MAGETAN –Akuramedianews.com Pengelolaan hasil sewa tanah kas desa di Kabupaten Magetan, Jawa Timur, menjadi sorotan setelah muncul dugaan bahwa penerimaan dari ratusan aset desa tersebut tidak sepenuhnya tercermin dalam rekening kas desa di perbankan.
Berdasarkan hasil penelusuran pegiat antikorupsi Dimyati Dahlan, pendapatan dari sewa tanah kas desa di sejumlah desa memang tercantum dalam Anggaran Pendapatan dan Belanja Desa (APBDes). Namun, dana tersebut diduga tidak seluruhnya masuk dan tercatat dalam rekening kas desa sebagaimana diwajibkan dalam sistem keuangan desa non-tunai.
Menurut Dimyati, kondisi ini lebih disebabkan oleh lemahnya pemahaman aparatur desa terhadap regulasi pengelolaan keuangan. Ia menyebut belum adanya arahan teknis yang kuat dan seragam terkait penerapan Permendagri Nomor 20 Tahun 2018, yang secara tegas mewajibkan seluruh penerimaan desa disetorkan ke rekening kas desa.
“Masalah utamanya adalah administrasi. Banyak aparatur desa belum memahami bahwa seluruh penerimaan, termasuk hasil sewa tanah kas desa, wajib masuk rekening kas desa, bukan hanya dicatat di APBDes,” ujar Dimyati.
Ia mengingatkan, ketidaksinkronan antara pencatatan di APBDes dan mutasi rekening kas desa berpotensi menimbulkan persoalan hukum di kemudian hari. Apalagi jika nilai penerimaan cukup besar, hal tersebut dapat membuka celah tuduhan penyimpangan keuangan.
Sebagai ilustrasi, Dimyati menyebut satu desa dengan luas tanah kas desa sekitar 10 hektare. Jika harga sewa terendah Rp10 juta per hektare per tahun, maka penerimaan desa seharusnya mencapai Rp100 juta. “Jika dana sebesar itu hanya tercatat di APBDes tetapi tidak masuk rekening kas desa, maka sistem kontrol keuangannya menjadi lemah,” tegasnya.
Ia menilai, risiko tersebut bukan hanya membahayakan tata kelola keuangan desa, tetapi juga dapat menyeret kepala desa ke ranah hukum apabila ditemukan selisih pencatatan. “Sistem keuangan desa saat ini berbasis non-tunai. Kalau catatan APBDes tidak sama dengan rekening kas desa, potensi masalah hukum sangat besar,” tambahnya.

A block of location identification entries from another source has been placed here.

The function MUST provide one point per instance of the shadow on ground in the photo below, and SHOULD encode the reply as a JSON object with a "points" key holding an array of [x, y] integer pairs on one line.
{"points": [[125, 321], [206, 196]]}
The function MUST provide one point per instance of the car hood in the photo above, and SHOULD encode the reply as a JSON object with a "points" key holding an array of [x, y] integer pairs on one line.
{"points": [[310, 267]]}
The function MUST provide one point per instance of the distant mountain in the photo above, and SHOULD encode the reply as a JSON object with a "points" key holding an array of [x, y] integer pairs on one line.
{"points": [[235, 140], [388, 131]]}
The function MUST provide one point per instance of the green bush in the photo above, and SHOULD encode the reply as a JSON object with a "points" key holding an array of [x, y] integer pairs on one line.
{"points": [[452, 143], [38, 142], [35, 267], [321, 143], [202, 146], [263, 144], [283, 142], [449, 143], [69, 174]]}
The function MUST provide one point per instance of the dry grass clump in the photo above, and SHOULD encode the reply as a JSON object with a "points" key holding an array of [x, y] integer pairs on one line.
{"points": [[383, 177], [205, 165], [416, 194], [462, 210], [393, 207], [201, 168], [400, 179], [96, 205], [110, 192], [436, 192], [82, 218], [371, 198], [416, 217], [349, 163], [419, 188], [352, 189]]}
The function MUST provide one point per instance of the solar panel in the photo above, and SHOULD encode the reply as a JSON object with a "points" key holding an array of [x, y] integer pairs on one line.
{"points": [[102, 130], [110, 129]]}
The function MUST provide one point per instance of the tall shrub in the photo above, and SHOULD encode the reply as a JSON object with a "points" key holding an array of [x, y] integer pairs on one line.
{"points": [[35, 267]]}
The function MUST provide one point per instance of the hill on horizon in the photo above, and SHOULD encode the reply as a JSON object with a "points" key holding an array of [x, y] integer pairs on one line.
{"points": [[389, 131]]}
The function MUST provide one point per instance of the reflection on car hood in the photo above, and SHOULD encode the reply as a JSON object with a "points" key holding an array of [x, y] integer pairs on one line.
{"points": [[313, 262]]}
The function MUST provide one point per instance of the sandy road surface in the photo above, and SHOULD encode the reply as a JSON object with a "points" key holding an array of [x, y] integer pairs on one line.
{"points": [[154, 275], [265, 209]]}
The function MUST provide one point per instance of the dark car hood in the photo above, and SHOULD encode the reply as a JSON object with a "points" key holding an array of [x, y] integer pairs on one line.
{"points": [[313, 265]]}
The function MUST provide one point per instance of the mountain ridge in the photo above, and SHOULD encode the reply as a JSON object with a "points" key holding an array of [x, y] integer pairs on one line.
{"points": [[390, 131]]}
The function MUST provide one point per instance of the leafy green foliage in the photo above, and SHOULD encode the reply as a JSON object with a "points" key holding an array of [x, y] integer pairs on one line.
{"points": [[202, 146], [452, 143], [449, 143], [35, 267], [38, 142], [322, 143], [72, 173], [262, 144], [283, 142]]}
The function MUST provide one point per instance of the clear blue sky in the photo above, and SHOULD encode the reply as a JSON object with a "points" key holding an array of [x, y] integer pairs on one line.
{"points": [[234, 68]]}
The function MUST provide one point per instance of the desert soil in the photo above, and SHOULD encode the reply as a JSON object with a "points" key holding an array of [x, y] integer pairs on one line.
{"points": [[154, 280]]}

Sementara itu, salah satu kepala desa di Kecamatan Lembeyan menjelaskan bahwa terdapat perbedaan perlakuan antara tanah bengkok dan tanah kas desa. Menurutnya, tanah bengkok yang menjadi tunjangan perangkat desa hanya dicatat dalam APBDes, sedangkan tanah kas desa yang disewakan telah masuk APBDes sekaligus disetorkan ke rekening kas desa.
Di sisi lain, Kepala Dinas Pemberdayaan Masyarakat dan Desa (PMD) Kabupaten Magetan, Eko Muryanto, menegaskan bahwa secara aturan, hasil penyewaan tanah kas desa wajib masuk ke rekening desa dan dikategorikan sebagai Pendapatan Asli Desa (PADes).
“Jika ada penyewaan tanah kas desa, hasilnya harus masuk ke rekening kas desa dan menjadi PAD,” ujar Eko.
Sorotan ini diharapkan menjadi bahan evaluasi bersama agar pengelolaan aset desa di Magetan semakin transparan, akuntabel, dan sesuai dengan ketentuan perundang-undangan.(Hst).